The noise comes from the Hwy. 169 bridge on the other side of the wetland. Last summer, 19 Malibu residents petitioned Edina to add a sound barrier to the bridge. They knew they would be assessed for the cost.

This week, the Edina City Council was told a barrier of preserved wood can't be built because of Minnesota Department of Transportation concerns that leaching chemicals could pollute the wetland. Any wall must be Plexiglas.

The estimated cost: $2.75 million, with possible assessments ranging from $165,000 for those closest to the highway to a low of about $21,200 -- 80 percent higher than a wood wall.

That "is not economically feasible," City Engineer Wayne Houle told the council.

And Catherine Antil, a longtime Malibu resident, agrees. "That's a bit out of reach for me," she said.

So there will be no wall. A disappointed Donna Thoele, who started the petition drive 14 months ago, said the ruling that a wall had to be Plexiglas seemed "silly."
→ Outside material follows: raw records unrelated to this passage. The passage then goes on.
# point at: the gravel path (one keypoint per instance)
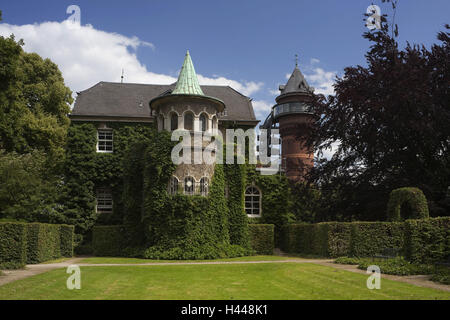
(31, 270)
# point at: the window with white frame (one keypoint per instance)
(203, 122)
(173, 185)
(105, 140)
(189, 185)
(104, 201)
(204, 186)
(253, 201)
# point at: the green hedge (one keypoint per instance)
(43, 242)
(13, 245)
(22, 243)
(108, 240)
(415, 199)
(66, 236)
(372, 238)
(422, 241)
(262, 238)
(427, 240)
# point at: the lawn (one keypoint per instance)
(111, 260)
(270, 281)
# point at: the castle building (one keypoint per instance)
(293, 116)
(182, 105)
(107, 107)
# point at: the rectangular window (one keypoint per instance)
(105, 140)
(104, 201)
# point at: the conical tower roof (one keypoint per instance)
(296, 83)
(187, 80)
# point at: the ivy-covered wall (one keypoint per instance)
(177, 226)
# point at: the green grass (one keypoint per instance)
(270, 281)
(111, 260)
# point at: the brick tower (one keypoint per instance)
(294, 116)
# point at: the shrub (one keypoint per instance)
(262, 238)
(427, 240)
(347, 260)
(13, 245)
(108, 240)
(442, 275)
(339, 236)
(43, 242)
(372, 238)
(413, 198)
(66, 240)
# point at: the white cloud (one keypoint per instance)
(321, 80)
(262, 109)
(86, 55)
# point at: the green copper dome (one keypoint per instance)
(187, 80)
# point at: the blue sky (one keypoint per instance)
(249, 45)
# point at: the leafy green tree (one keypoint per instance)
(26, 192)
(34, 102)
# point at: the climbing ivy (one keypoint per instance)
(86, 170)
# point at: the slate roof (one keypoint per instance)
(296, 83)
(111, 99)
(187, 80)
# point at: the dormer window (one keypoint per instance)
(105, 141)
(189, 121)
(203, 122)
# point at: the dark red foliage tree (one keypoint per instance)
(391, 120)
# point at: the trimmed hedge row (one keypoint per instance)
(109, 240)
(262, 238)
(13, 244)
(427, 241)
(422, 241)
(22, 243)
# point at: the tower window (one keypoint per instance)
(203, 122)
(204, 186)
(104, 201)
(253, 201)
(173, 122)
(173, 186)
(189, 121)
(105, 141)
(189, 185)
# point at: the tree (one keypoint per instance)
(26, 192)
(391, 120)
(34, 102)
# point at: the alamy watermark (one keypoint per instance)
(208, 148)
(374, 19)
(74, 280)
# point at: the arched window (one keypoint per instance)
(214, 123)
(189, 185)
(173, 121)
(160, 122)
(173, 185)
(203, 122)
(189, 121)
(252, 201)
(204, 186)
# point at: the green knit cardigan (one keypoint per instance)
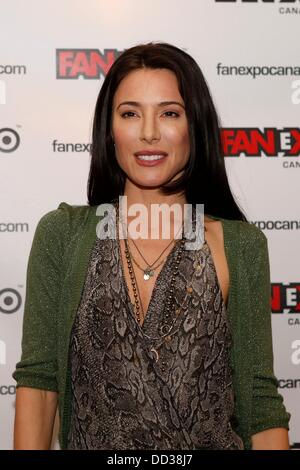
(56, 273)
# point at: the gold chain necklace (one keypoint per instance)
(136, 292)
(149, 271)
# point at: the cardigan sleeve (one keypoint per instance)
(268, 410)
(38, 364)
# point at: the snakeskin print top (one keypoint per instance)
(156, 386)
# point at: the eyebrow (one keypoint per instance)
(162, 103)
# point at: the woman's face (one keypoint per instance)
(149, 117)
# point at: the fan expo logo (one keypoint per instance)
(284, 6)
(270, 142)
(86, 63)
(9, 140)
(286, 300)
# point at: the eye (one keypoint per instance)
(126, 114)
(174, 114)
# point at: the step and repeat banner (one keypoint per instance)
(54, 57)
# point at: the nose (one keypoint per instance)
(150, 128)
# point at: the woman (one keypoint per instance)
(143, 343)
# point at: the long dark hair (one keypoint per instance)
(204, 179)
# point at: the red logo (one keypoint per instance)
(253, 142)
(87, 63)
(285, 298)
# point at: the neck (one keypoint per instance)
(150, 202)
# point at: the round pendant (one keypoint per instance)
(155, 354)
(147, 274)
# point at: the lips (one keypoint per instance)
(151, 152)
(151, 157)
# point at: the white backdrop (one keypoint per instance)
(37, 108)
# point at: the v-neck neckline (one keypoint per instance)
(156, 286)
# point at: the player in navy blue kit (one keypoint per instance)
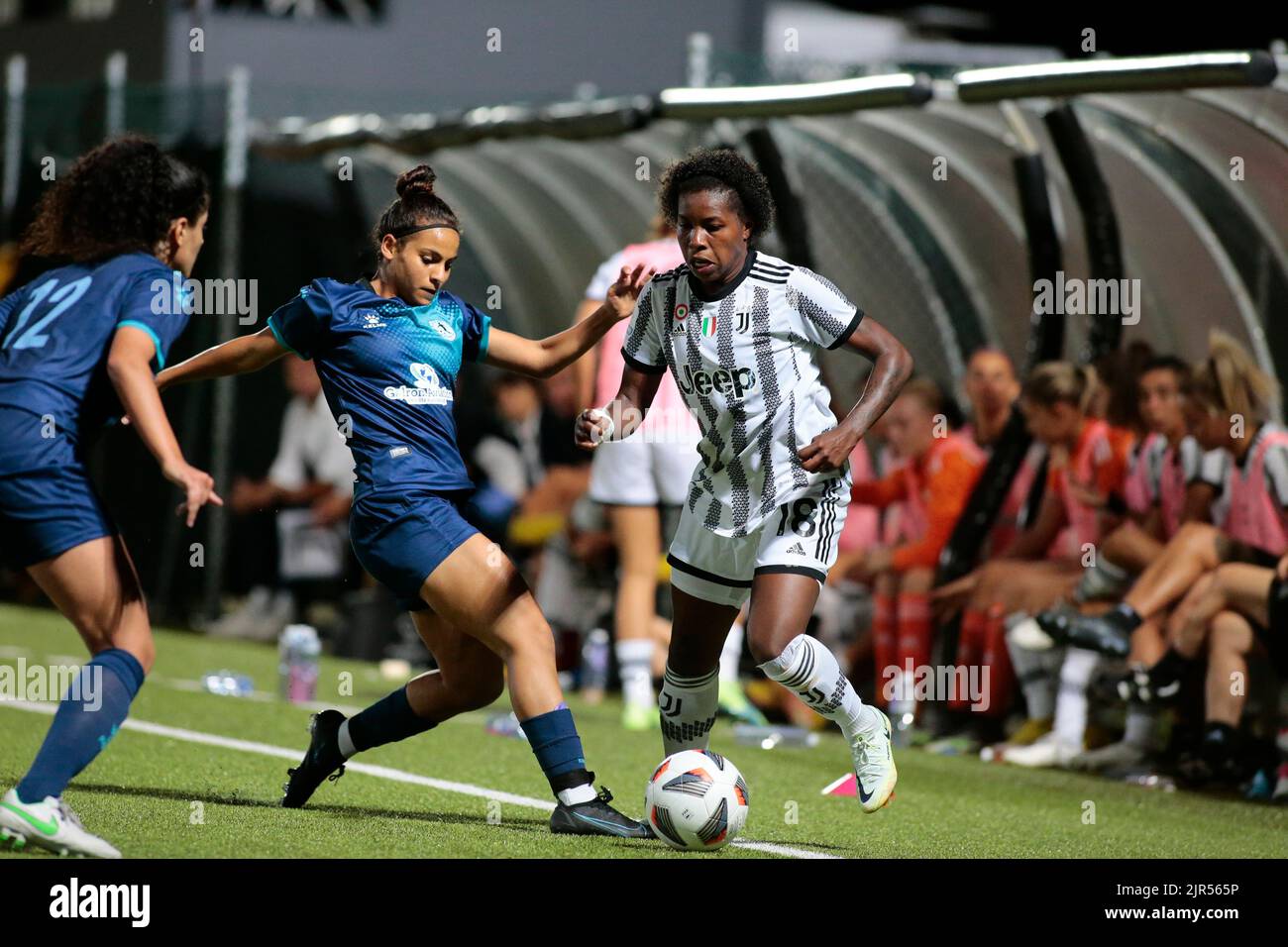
(387, 351)
(77, 348)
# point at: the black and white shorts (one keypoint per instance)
(802, 538)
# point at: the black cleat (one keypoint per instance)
(322, 761)
(596, 817)
(1106, 633)
(1055, 621)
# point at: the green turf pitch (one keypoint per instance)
(163, 796)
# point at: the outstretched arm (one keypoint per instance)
(892, 368)
(625, 412)
(549, 356)
(233, 357)
(129, 368)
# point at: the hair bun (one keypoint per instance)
(417, 180)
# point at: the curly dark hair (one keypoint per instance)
(719, 169)
(416, 208)
(116, 198)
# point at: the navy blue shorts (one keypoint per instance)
(44, 513)
(400, 540)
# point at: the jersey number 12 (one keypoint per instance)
(37, 337)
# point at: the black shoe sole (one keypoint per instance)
(304, 780)
(567, 821)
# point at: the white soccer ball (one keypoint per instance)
(696, 800)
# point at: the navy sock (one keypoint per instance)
(386, 722)
(558, 748)
(90, 712)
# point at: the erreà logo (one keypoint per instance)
(428, 390)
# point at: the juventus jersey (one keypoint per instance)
(746, 363)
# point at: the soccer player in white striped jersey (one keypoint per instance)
(741, 333)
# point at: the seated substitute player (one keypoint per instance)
(1228, 403)
(76, 350)
(934, 486)
(387, 351)
(1235, 608)
(741, 333)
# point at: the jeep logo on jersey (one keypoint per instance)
(428, 390)
(728, 382)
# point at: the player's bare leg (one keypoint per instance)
(95, 586)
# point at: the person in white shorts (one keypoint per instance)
(739, 333)
(634, 478)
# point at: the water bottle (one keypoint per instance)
(228, 684)
(297, 652)
(593, 665)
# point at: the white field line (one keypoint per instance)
(382, 772)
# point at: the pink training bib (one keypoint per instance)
(1254, 515)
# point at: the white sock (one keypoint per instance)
(1035, 672)
(1070, 706)
(578, 793)
(634, 667)
(344, 741)
(1140, 727)
(732, 654)
(810, 671)
(688, 709)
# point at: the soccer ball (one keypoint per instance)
(696, 800)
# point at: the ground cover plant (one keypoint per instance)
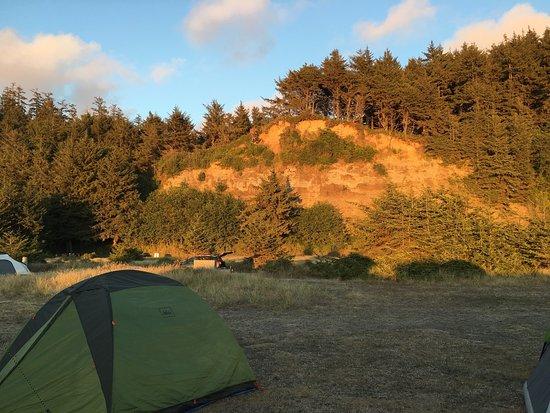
(371, 345)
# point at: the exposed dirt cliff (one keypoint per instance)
(345, 185)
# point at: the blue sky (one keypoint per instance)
(145, 55)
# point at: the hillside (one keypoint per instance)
(346, 185)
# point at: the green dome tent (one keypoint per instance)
(536, 389)
(122, 341)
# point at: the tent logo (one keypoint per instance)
(166, 312)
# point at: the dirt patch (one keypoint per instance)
(346, 186)
(383, 346)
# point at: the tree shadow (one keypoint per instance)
(433, 270)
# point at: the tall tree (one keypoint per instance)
(179, 132)
(240, 123)
(215, 128)
(270, 219)
(336, 82)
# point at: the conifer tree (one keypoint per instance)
(336, 82)
(270, 219)
(361, 72)
(115, 197)
(179, 132)
(215, 128)
(240, 123)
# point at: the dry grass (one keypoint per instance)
(219, 288)
(374, 346)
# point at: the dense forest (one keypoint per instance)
(73, 182)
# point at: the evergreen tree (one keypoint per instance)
(387, 78)
(336, 82)
(215, 128)
(270, 219)
(115, 198)
(240, 123)
(361, 80)
(258, 117)
(179, 132)
(300, 93)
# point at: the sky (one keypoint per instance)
(153, 55)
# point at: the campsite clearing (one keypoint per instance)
(377, 345)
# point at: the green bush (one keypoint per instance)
(436, 270)
(380, 169)
(442, 227)
(239, 154)
(122, 253)
(221, 186)
(279, 266)
(326, 148)
(321, 229)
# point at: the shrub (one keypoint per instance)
(380, 169)
(122, 253)
(88, 256)
(441, 227)
(194, 221)
(238, 154)
(321, 229)
(325, 149)
(279, 266)
(221, 186)
(435, 270)
(346, 268)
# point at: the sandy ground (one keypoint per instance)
(381, 346)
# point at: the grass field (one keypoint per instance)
(320, 345)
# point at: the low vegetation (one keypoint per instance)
(325, 148)
(239, 154)
(380, 345)
(221, 289)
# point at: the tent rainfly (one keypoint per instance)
(536, 389)
(9, 266)
(125, 341)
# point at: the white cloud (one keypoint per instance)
(258, 103)
(63, 63)
(485, 33)
(241, 28)
(399, 18)
(162, 71)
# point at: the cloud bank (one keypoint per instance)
(400, 17)
(165, 70)
(241, 28)
(485, 33)
(63, 63)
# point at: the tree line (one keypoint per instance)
(489, 108)
(69, 181)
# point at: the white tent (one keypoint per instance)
(9, 266)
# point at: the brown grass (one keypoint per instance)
(458, 346)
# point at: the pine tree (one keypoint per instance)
(301, 93)
(215, 128)
(179, 133)
(240, 123)
(361, 72)
(270, 219)
(257, 116)
(115, 197)
(387, 78)
(336, 81)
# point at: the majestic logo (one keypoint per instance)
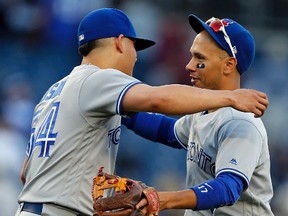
(233, 161)
(114, 136)
(81, 37)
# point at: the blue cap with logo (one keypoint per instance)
(109, 22)
(230, 36)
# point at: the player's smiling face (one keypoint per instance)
(205, 51)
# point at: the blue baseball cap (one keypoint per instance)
(109, 22)
(240, 38)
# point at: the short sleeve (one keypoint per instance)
(240, 147)
(103, 91)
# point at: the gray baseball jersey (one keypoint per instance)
(75, 131)
(228, 141)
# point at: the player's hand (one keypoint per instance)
(249, 100)
(143, 206)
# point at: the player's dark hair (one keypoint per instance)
(86, 48)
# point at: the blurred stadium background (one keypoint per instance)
(38, 45)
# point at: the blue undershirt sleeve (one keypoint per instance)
(224, 190)
(155, 127)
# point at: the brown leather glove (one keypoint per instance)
(128, 193)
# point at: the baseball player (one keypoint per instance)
(228, 162)
(76, 125)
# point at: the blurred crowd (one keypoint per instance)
(38, 46)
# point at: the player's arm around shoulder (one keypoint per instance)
(182, 99)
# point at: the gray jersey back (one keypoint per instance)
(75, 131)
(228, 141)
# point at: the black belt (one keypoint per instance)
(35, 208)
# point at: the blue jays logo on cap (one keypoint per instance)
(109, 22)
(231, 36)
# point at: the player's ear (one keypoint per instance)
(119, 43)
(230, 65)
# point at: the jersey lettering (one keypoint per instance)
(114, 136)
(54, 91)
(197, 155)
(45, 137)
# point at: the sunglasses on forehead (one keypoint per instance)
(219, 25)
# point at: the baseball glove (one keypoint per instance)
(127, 194)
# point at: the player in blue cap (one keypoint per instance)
(228, 162)
(76, 125)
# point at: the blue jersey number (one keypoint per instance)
(45, 137)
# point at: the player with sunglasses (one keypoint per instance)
(228, 162)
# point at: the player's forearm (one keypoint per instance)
(174, 99)
(182, 99)
(185, 199)
(178, 99)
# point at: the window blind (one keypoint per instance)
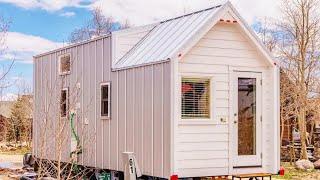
(195, 100)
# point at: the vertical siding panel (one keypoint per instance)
(140, 109)
(36, 105)
(80, 77)
(122, 116)
(147, 124)
(92, 100)
(167, 119)
(130, 75)
(114, 121)
(138, 96)
(86, 101)
(67, 129)
(99, 121)
(158, 118)
(106, 68)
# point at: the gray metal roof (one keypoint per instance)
(165, 39)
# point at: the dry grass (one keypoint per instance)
(292, 173)
(15, 151)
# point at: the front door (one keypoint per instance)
(247, 119)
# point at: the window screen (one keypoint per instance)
(195, 94)
(105, 100)
(64, 103)
(65, 64)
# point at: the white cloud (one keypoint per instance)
(49, 5)
(140, 12)
(68, 14)
(8, 97)
(148, 11)
(22, 47)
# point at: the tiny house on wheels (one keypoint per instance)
(192, 96)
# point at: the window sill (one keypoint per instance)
(65, 73)
(197, 122)
(104, 118)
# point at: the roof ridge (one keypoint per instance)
(192, 13)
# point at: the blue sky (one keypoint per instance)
(53, 26)
(41, 25)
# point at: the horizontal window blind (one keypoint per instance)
(195, 100)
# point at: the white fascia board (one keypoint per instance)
(201, 32)
(252, 36)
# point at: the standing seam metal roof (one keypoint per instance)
(165, 39)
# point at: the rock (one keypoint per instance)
(304, 164)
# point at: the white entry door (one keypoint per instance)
(247, 132)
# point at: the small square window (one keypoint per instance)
(64, 103)
(105, 100)
(195, 98)
(64, 64)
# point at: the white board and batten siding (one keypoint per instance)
(140, 109)
(203, 148)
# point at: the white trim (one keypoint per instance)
(109, 100)
(227, 7)
(252, 36)
(59, 64)
(201, 33)
(67, 101)
(174, 115)
(212, 104)
(247, 160)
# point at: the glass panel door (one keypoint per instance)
(247, 116)
(246, 129)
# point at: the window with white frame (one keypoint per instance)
(64, 102)
(105, 100)
(195, 98)
(64, 64)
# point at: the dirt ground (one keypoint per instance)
(10, 165)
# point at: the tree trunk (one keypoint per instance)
(302, 130)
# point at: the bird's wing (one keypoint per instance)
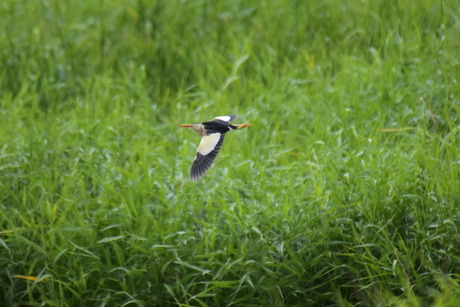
(207, 152)
(226, 118)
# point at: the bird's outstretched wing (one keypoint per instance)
(226, 118)
(207, 152)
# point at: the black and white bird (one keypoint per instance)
(212, 133)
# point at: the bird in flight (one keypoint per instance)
(212, 133)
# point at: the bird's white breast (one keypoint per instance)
(208, 143)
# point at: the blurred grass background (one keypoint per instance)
(345, 191)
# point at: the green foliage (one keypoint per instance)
(345, 191)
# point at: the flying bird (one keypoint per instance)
(212, 133)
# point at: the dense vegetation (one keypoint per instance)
(345, 191)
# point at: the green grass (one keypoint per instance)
(314, 204)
"Can't they seal the wood or something?" she asked.

How irritating the bridge noise is varies by location. Gloria Cooper, who has lived on Malibu for more than 20 years, said she is now used to it.

"It's pretty much background noise for me," she said. She signed the petition partly because she thinks a sound barrier would help if she and her husband ever wanted to sell their house, she said.

But Antil thinks the noise is getting worse. While she said the neighborhood is wonderful -- she watches for the same big buck to visit the wetland each year, looking for a mate -- "it really is noisy out there, and I think the pollution is bad, too. You can smell it."

Carol-Jean Meldahl has rented half of Antil's twin home for four years. She said traffic passing over the low bridge makes it reverberate "like pounding on a drum." It has gotten worse since the Interstate 35W bridge collapse, she said. The noise got so bad last summer that she moved her patio set from a screened-in room in the back yard to the front yard.

"Now we're looking over our driveway, which is not like looking over a beautiful wetland and the wildlife," she said. "The noise is so intense you can't have a conversation back there."

Meldahl and Thoele wonder why the city doesn't help pay for a sound wall.

Houle said that where barriers don't qualify for state funding, the city's policy is to bill residents who benefit from a wall for its construction. That's what happened several years ago when a wood barrier was erected along Hwy. 100 near Minnehaha Creek. Houle said homeowners were assessed between $18,000 and $20,000 apiece.

"They saw it as worth it," he said.

Even wood plank and concrete post barriers cost about $2 million per mile, MnDOT public affairs coordinator Beth Petrowske said in an e-mail response to questions. She said the Edina location doesn't meet MnDOT's cost-benefit standards for a wall, and that a wall wouldn't do much good because homes are some distance from the bridge.

MnDOT reviews of treated wood walls indicate that they shouldn't be used within 100 feet of surface water because of chemical leaching, Petrowske said. Engineers also were concerned about having any barrier on the Hwy. 169 bridge because of concerns about snow storage and whether the bridge could support a barrier.

No Plexiglas sound barriers exist on state roads yet, but one will be built on the Minnehaha Creek/I-35W bridge as part of Crosstown reconstruction, Petrowske said. She said MnDOT experts haven't found another lightweight material such as Plexiglas that has a crash approval rating and is suitable for bridge barriers.

Edina will investigate low-tech alternatives to a sound wall. At the City Council meeting, council members wondered if a berm or evergreen plantings could be used to muffle bridge sound.

Thoele was skeptical, saying they'd have to be pretty big evergreens to block bridge noise. Cooper agreed, but said she hopes someone finds a solution.

"With all the smart people, the technically bright people out there, you'd think they could come up with something else," she said.